Perhaps the most important option for the category is bidirectional. If you tick it off, then connected clients will be able to send messages to the channel themselves, without involving your application. Otherwise, only a unidirectional message from the server to the client - when your application sends an event to the Centrifuge using a POST request. A POST request contains data about the project, category, channel and the message being sent directly. The message is sent to all subscribers subscribed to the channel.
So, the Centrifuge (or several Centrifuges) is spinning its event-loop, projects and categories are created, it's up to the client part. As I said before, you can use native web sockets or the SockJS library for communication. Currently there are no javascript libraries that simplify interaction with the Centrifuge, they may appear in the future. So far, in order to interact, you need to send JSON messages corresponding to JSON schemes. Currently there are only 4 methods for such commands:
auth - the first message after the connection is established - authorization.

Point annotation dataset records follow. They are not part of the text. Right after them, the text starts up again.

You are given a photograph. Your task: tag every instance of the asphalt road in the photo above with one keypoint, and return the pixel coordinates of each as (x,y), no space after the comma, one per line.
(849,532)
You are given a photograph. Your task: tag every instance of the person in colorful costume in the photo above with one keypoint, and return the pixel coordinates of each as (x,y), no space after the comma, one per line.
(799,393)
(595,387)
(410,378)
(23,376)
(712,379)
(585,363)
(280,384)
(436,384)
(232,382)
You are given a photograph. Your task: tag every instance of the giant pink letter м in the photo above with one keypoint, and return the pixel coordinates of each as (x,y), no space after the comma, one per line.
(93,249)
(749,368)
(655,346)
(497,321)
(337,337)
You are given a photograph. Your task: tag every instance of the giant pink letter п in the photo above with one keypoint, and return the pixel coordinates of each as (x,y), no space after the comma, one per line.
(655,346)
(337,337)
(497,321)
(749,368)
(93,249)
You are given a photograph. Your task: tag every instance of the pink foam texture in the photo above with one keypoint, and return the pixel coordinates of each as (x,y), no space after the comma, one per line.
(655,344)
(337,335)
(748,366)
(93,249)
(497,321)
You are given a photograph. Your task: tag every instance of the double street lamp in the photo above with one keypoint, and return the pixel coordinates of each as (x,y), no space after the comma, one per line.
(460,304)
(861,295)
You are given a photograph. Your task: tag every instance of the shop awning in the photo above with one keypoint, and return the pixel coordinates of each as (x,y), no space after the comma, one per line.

subscribe - after successful authorization, you can subscribe to channels in various categories that were accessed during authorization.

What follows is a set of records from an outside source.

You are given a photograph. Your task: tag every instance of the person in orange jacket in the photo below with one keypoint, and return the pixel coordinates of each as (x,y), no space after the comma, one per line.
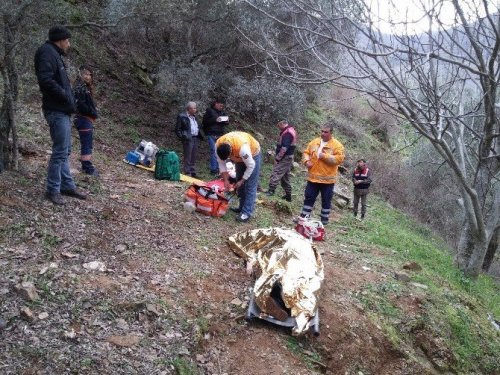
(322,158)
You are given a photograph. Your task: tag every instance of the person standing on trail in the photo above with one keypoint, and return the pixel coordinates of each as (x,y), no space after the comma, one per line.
(58,104)
(283,160)
(214,122)
(188,131)
(361,178)
(244,151)
(86,114)
(322,158)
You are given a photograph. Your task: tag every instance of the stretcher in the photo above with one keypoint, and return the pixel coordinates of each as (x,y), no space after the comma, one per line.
(254,311)
(184,178)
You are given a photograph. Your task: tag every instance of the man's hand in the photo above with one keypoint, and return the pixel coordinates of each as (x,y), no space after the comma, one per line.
(239,184)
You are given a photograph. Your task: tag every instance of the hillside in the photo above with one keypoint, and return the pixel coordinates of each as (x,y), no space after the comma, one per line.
(173,296)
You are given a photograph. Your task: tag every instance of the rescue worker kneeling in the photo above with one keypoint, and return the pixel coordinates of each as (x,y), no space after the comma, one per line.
(244,151)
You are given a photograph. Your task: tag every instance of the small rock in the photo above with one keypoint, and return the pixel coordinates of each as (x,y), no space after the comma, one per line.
(121,247)
(402,277)
(152,308)
(124,341)
(27,290)
(184,351)
(27,314)
(122,324)
(412,266)
(236,302)
(69,335)
(422,286)
(95,266)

unsubscribe - unsubscribe from the channel
broadcast - send a message to the channel, works only for channels belonging to the bidirectional category
In order not to allow everyone and everyone to connect to the Centrifuge channels, symmetric encryption is used based on the secret key. This key can be seen in the web interface in the project settings. Your web application should be able to generate a special token ( like this ) based on this project secret key.
When connecting a new client, if you specified a special address in the project parameters - the Centrifuge will send a POST request to this address with the data of the connecting client, your application should determine whether this client has access to the requested sections, and if authorization is allowed - return corresponding centrifuge response.
I omitted a lot of technical details. Specially did not insert a single piece of code - the project is very young and who knows what will change in the near future, at least after comments on this article. The interaction with the Centrifuge using a special client Cent , a detailed description of client authorization, analysis of command parameters for interaction from the browser, description of project options and categories remained behind the scenes. I think that would be too tiring. If there is any interest in the project, I will write about it in the future.
In the repository on Github there is an example of an application using a Centrifuge. And in the documentation there is an example of Nginx configuration for deployment. License - BSD. If for any reason you want, but cannot use Centrifuge because of the license - write to me, I will reconsider.
Waiting for your comments and suggestions for improvement.